`Pakistan’s ‘Malala moment’ has passed`

According to the editorial in the New York Times, in the immediate aftermath of the October 9 assault, some Pakistanis hoped it could set off a sea change in their society.

New York: The rage and furor over the Taliban’s shooting of Malala Yousafzai, the 14-year-old women education activist, has now apparently passed in Pakistan, an editorial in an American daily has said.

According to the editorial in the New York Times, in the immediate aftermath of the October 9 assault, some Pakistanis hoped it could set off a sea change in their society.

For years, the country’s ability to resist Taliban militancy has been hamstrung by a broad ambiguity that undermined a national consensus against Islamist violence, the paper said.

But after Yousafzai was shot, heart-rending images of the wounded child bounced against cold-blooded Taliban statements that the militants would shoot her again, if they had a chance.

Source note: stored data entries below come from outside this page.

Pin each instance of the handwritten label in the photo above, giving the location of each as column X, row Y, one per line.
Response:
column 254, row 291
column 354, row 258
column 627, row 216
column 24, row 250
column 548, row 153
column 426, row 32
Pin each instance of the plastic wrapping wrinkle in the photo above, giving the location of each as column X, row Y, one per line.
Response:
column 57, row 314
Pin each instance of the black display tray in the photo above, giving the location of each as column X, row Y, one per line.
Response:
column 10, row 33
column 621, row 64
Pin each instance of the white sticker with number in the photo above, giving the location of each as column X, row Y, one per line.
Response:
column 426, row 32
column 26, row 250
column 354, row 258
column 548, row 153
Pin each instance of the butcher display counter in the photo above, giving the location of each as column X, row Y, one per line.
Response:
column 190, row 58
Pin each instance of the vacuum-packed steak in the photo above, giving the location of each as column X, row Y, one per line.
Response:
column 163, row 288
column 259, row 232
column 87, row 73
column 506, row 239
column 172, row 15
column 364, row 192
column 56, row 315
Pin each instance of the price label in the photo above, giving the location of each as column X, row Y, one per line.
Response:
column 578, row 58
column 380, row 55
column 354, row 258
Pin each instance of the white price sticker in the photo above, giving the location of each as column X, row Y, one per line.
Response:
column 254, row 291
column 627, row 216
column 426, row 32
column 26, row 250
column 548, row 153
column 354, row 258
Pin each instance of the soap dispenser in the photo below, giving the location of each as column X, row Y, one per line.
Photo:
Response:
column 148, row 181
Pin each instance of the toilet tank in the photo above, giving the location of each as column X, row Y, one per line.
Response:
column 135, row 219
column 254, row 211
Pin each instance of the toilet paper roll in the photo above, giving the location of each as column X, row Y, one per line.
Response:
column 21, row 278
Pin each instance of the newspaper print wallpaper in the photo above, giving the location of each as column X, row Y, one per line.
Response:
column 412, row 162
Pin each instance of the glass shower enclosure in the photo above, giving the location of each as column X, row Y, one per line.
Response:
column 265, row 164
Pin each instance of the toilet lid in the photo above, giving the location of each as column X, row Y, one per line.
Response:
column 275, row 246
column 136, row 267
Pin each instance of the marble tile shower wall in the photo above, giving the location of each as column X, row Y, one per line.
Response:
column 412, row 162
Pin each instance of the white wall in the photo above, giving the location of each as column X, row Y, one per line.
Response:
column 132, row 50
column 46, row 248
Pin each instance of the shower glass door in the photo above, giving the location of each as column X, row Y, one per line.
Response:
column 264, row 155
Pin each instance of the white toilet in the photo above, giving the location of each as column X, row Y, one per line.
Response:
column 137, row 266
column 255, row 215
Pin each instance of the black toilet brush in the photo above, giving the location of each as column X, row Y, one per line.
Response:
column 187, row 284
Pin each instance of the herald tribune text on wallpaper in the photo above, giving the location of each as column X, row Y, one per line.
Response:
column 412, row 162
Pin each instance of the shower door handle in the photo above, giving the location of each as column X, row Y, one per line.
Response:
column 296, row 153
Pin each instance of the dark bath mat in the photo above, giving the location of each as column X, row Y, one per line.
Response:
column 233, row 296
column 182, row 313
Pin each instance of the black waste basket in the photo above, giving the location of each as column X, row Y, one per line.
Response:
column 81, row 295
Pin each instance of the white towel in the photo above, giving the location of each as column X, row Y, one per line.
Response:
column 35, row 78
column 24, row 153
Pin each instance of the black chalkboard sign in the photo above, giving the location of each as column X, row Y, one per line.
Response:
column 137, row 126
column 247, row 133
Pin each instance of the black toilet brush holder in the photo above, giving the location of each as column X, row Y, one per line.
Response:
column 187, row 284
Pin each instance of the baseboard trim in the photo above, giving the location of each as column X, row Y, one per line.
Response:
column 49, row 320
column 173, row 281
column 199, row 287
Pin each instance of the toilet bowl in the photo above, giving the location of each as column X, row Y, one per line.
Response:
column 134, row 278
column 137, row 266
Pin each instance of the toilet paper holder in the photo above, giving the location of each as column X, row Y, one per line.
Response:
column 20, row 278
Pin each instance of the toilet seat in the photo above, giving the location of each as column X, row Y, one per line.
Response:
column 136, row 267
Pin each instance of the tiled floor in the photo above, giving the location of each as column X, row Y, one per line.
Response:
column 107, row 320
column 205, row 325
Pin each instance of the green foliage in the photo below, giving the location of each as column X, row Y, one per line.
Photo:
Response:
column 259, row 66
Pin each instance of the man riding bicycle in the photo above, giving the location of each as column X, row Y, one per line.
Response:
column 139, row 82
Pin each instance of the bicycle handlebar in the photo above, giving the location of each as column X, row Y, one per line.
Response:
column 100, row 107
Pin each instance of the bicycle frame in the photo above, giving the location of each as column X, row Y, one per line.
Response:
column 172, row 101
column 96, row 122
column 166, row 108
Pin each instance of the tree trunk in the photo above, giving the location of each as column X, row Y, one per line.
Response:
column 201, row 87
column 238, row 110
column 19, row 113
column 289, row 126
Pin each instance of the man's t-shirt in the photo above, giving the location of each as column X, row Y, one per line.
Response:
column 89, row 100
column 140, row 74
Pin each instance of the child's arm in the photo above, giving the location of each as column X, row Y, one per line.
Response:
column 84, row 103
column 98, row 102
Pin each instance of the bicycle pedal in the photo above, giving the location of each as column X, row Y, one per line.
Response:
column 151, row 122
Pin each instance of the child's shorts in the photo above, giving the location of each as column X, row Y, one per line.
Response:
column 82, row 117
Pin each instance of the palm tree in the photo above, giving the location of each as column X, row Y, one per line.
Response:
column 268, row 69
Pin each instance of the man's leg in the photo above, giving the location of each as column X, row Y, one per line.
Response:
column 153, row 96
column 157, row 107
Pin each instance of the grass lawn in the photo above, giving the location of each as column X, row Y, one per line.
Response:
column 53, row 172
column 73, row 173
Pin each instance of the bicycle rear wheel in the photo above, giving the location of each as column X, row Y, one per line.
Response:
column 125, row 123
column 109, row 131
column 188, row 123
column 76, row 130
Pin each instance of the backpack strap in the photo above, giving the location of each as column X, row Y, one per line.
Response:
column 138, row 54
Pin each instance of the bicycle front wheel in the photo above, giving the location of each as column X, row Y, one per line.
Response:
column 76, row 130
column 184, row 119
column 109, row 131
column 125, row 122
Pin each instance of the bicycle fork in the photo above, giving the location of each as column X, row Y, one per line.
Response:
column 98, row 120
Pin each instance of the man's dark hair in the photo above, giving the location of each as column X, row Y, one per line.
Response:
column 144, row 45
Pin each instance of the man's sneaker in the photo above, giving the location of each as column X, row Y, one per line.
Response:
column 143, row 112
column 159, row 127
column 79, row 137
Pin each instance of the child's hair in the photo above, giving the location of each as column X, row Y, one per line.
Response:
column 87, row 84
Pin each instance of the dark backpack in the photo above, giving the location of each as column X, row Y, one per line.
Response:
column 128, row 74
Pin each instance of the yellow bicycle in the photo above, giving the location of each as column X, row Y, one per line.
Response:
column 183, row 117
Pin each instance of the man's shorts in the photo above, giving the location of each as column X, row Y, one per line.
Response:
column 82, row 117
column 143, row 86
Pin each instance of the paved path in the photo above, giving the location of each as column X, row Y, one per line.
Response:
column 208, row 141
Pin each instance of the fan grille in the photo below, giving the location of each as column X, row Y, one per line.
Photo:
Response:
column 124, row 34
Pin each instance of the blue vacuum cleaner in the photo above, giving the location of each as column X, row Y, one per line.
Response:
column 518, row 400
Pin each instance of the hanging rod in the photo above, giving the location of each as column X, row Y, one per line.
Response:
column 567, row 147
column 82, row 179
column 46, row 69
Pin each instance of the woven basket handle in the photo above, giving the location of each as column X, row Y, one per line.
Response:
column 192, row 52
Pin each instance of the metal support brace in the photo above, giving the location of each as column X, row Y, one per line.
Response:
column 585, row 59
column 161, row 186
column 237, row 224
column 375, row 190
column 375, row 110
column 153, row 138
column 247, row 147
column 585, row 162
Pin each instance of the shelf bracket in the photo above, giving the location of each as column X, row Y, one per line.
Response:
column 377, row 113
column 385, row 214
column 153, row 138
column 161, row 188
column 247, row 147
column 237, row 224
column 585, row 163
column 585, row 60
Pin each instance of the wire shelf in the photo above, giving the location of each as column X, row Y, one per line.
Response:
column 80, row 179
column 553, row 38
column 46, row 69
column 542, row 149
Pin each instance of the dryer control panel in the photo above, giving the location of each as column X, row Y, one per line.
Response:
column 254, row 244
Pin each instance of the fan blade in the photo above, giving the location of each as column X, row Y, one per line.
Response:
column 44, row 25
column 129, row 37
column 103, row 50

The country suddenly spoke with a unified, furious voice, it added.

The editorial, however, claimed that Pakistan’s “Malala moment,” and the possibilities it briefly excited, has now passed.

According to the paper, people in Pakistan now have ‘mixed feelings’ about Malala.

Some people even think that the attack on the teenage women rights activist was nothing, but an ‘American publicity stunt’ to make their point against the Taliban, the paper said.

Several young in the country are ambivalent about the attack on Malala, and believe that people have ignored Aafia Siddiqui, a Pakistani woman convicted on charges of trying to kill American soldiers and FBI agents by a New York court in 2010 and sentenced to 86 years in prison, the paper added.